According to available prior art there is a method of obtaining hydrogen by water decomposition under electric current by applying direct-current voltage from the external current source to the electrodes immersed in water, with the voltage exceeding the value of electrochemical decomposition potential (3). As a result of electrolysis, restored hydrogen releases on the cathode, and oxygen releases on the anode.

Among the disadvantages of this method one can name the following:

  • the necessity to use an electrolyte, for example, concentrated water solution KOH;
  • the process of electrolysis is carried out under high pressure;
  • the powerful source of electric current is designed for currents of several hundred
    amperes.

The method, closest to the method proposed, involves obtaining hydrogen and oxygen from water vapour on a catalyst by means of its transmission through electric field, described in Great Britain Application N 1585527.

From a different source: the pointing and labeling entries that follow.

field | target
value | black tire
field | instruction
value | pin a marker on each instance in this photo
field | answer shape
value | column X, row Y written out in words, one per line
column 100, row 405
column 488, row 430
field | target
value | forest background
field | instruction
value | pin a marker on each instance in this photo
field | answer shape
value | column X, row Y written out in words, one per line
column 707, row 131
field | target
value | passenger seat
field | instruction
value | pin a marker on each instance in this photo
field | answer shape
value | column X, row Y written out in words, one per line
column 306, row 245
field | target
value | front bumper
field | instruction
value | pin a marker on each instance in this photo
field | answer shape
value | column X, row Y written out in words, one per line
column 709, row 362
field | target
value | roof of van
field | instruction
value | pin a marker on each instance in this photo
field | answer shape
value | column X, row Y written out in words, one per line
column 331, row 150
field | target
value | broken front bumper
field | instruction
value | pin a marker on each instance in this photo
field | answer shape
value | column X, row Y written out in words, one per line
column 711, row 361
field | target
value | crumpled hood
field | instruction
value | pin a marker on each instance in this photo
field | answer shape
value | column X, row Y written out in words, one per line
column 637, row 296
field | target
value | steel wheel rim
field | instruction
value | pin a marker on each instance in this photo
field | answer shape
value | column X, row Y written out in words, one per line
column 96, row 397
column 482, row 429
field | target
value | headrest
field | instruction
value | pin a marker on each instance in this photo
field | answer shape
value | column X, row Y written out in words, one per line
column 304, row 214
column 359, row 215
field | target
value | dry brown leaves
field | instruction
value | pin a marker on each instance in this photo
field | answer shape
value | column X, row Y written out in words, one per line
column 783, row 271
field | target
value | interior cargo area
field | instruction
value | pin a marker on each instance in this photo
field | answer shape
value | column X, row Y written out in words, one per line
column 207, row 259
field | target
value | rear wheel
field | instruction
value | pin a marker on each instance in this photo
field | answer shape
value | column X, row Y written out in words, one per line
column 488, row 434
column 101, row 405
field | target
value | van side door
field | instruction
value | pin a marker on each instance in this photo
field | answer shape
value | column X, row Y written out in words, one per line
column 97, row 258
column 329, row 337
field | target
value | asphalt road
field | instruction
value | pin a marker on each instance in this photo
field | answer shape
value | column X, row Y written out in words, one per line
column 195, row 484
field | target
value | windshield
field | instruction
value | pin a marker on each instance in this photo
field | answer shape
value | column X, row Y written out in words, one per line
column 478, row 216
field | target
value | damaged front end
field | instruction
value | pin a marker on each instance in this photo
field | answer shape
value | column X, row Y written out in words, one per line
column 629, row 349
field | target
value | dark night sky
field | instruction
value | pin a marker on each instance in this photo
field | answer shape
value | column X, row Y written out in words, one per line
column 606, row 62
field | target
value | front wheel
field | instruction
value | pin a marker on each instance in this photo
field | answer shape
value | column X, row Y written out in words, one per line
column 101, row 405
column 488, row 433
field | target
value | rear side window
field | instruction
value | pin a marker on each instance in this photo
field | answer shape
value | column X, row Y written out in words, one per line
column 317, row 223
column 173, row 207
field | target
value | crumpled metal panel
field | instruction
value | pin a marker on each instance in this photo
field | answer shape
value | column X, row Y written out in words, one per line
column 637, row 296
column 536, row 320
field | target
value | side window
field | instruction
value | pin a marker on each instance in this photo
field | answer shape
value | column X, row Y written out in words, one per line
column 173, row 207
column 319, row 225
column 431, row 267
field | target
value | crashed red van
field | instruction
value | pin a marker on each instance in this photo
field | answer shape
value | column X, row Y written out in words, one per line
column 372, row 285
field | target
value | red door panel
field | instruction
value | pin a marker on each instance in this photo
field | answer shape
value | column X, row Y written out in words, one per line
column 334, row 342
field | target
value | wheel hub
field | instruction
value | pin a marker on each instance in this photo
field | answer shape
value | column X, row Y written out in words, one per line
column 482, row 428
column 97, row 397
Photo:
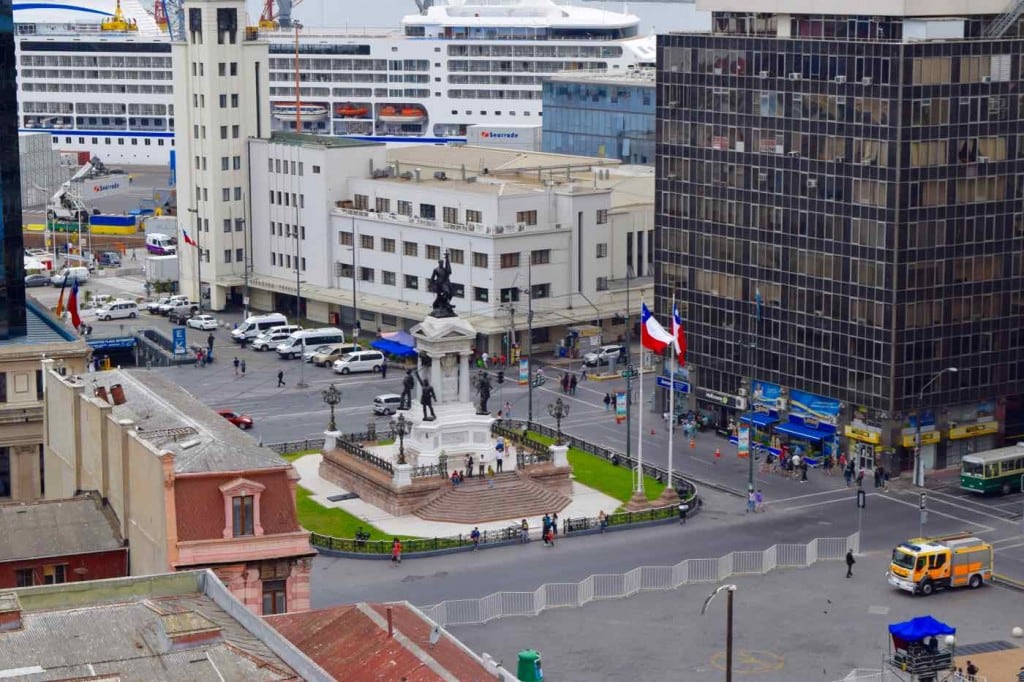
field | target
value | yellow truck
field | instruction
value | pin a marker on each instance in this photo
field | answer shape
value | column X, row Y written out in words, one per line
column 923, row 564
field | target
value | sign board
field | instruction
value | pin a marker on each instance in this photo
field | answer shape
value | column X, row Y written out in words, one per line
column 677, row 385
column 178, row 340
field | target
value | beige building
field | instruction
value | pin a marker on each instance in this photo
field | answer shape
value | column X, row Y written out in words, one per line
column 22, row 398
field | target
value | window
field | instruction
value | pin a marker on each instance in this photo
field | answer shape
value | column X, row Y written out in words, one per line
column 24, row 578
column 242, row 515
column 274, row 597
column 54, row 574
column 526, row 217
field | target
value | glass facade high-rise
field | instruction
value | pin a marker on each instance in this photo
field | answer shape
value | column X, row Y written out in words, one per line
column 841, row 208
column 12, row 323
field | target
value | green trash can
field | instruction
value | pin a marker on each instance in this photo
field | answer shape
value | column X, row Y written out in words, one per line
column 529, row 667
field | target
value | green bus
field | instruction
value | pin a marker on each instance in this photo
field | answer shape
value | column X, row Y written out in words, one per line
column 998, row 470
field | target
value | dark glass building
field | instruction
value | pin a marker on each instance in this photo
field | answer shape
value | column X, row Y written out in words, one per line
column 840, row 210
column 11, row 246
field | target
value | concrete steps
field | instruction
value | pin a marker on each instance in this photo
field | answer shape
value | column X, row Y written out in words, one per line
column 512, row 498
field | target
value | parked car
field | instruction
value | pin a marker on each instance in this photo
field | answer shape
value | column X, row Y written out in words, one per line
column 386, row 403
column 244, row 422
column 605, row 355
column 205, row 323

To the disadvantages of this method belongs the following:

  • impossibility to obtain large quantities of hydrogen;
  • high energy capacity;
  • structural complexity and the use of expensive materials;
  • impossibility to apply this method using process water, because of scale and precipitation appearing on the apparatus walls at the temperature of saturated vapor, thus leading to its rapid failure;
  • special gathering vessels, used for collecting derived hydrogen and oxygen, make the method non-fire-rated and dangerously explosive.